Monday, September 25, 2023

Spark, Kafka and Docker

I want to run a Spark Structured Streaming application that consumes from a Kafka cluster all within Docker. I've finally got it working [messy code here in my GitHub], but it was not without its own pain.

The biggest problem is getting all the components talking to each other. First, you need a bridge network. "In terms of Docker, a bridge network uses a software bridge which allows containers connected to the same bridge network to communicate, while providing isolation from containers which are not connected to that bridge network." [docs]. Think of it as giving your containers their own namespace.

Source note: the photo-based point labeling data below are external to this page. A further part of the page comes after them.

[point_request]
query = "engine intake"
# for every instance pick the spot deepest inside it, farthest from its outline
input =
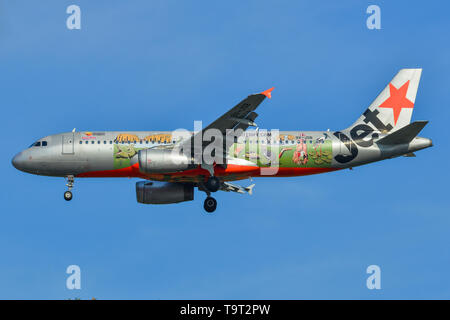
(163, 192)
(163, 161)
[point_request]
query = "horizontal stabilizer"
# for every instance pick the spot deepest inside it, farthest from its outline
(410, 155)
(403, 135)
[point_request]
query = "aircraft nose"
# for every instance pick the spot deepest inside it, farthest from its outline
(18, 161)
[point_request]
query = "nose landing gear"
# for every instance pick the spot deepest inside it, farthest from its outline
(210, 204)
(68, 194)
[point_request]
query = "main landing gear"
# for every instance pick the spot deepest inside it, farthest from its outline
(68, 194)
(211, 185)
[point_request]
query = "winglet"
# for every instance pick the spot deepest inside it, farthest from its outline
(250, 189)
(268, 93)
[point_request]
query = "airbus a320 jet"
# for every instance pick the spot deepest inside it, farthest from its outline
(170, 174)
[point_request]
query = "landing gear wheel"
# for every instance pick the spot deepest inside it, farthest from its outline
(210, 204)
(213, 184)
(67, 195)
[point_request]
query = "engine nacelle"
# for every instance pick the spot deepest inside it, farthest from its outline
(163, 192)
(162, 161)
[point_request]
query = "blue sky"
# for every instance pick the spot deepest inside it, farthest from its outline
(160, 65)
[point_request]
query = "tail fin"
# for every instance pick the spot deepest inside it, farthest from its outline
(393, 107)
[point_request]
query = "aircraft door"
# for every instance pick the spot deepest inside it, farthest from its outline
(67, 143)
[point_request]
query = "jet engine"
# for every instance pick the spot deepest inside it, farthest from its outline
(163, 161)
(163, 192)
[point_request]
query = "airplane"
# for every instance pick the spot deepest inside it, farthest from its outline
(170, 174)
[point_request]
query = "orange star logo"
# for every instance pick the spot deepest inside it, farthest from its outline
(397, 100)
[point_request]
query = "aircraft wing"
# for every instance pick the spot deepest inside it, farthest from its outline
(227, 186)
(240, 116)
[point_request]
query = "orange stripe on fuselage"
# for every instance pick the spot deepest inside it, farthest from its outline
(237, 171)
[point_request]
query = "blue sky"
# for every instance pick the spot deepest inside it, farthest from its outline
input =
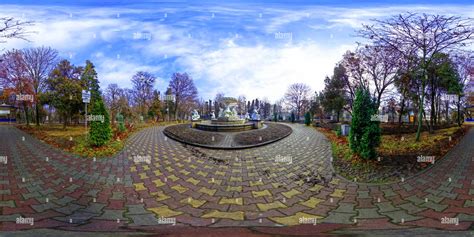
(246, 48)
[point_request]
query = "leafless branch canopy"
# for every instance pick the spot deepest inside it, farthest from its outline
(11, 28)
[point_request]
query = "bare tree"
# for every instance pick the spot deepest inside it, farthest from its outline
(113, 95)
(14, 77)
(465, 68)
(12, 28)
(143, 83)
(39, 63)
(184, 90)
(241, 104)
(422, 35)
(295, 97)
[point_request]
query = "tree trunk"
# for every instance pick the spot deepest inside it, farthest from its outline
(37, 114)
(401, 112)
(433, 108)
(420, 111)
(459, 110)
(26, 116)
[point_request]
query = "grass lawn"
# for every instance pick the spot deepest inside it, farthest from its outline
(398, 154)
(73, 139)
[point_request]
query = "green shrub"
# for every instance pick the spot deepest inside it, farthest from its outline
(100, 132)
(121, 125)
(307, 118)
(364, 135)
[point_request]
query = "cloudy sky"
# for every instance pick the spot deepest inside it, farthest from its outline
(239, 48)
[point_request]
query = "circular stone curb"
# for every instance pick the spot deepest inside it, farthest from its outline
(172, 136)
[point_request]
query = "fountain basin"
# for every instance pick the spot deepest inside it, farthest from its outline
(227, 126)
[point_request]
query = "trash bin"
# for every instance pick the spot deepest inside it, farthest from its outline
(345, 128)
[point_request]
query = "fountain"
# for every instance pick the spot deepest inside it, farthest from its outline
(228, 119)
(228, 130)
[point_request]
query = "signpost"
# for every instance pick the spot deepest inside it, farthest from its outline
(168, 98)
(86, 98)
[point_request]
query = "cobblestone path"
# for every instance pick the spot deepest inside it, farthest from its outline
(157, 181)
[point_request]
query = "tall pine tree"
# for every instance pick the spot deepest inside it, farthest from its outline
(364, 135)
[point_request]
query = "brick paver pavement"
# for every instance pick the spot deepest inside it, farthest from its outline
(287, 183)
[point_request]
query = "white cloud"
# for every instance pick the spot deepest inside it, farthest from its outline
(260, 71)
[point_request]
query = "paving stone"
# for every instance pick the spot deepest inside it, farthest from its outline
(345, 208)
(6, 218)
(339, 218)
(164, 211)
(238, 215)
(94, 207)
(397, 216)
(416, 200)
(45, 206)
(368, 213)
(412, 209)
(269, 206)
(69, 209)
(144, 220)
(312, 202)
(7, 204)
(296, 219)
(111, 215)
(386, 207)
(435, 206)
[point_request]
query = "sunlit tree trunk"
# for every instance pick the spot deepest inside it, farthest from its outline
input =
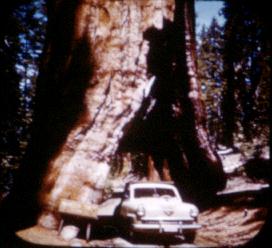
(205, 167)
(98, 71)
(95, 72)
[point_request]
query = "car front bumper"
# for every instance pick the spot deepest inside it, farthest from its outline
(161, 227)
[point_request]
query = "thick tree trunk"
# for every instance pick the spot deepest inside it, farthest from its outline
(104, 62)
(205, 167)
(96, 72)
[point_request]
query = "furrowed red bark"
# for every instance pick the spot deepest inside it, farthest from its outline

Secondly, the Spark worker needs to connect to Kafka, the Spark master and the Spark driver. The first two are just a matter of mapping the Spark master and Kafka containers in the worker. What's harder is getting the worker to talk to the driver that may be running on the computer that hosts Docker.

One sign you've got it wrong is if you see "Initial job has not accepted any resources; check your cluster UI to ensure that workers are registered and have sufficient resources" [SO] in your driver logs. This message is a little ambiguous as it may have nothing to do with resources but connectivity. 

Resources seem to be fine

To solve it, you need the driver to define spark.driver.host and spark.driver.port. For the host, we need it to be the magic address of 172.17.0.1. This is the default "IP address of the gateway between the Docker host and the bridge network" [docs]. The port is arbitrary.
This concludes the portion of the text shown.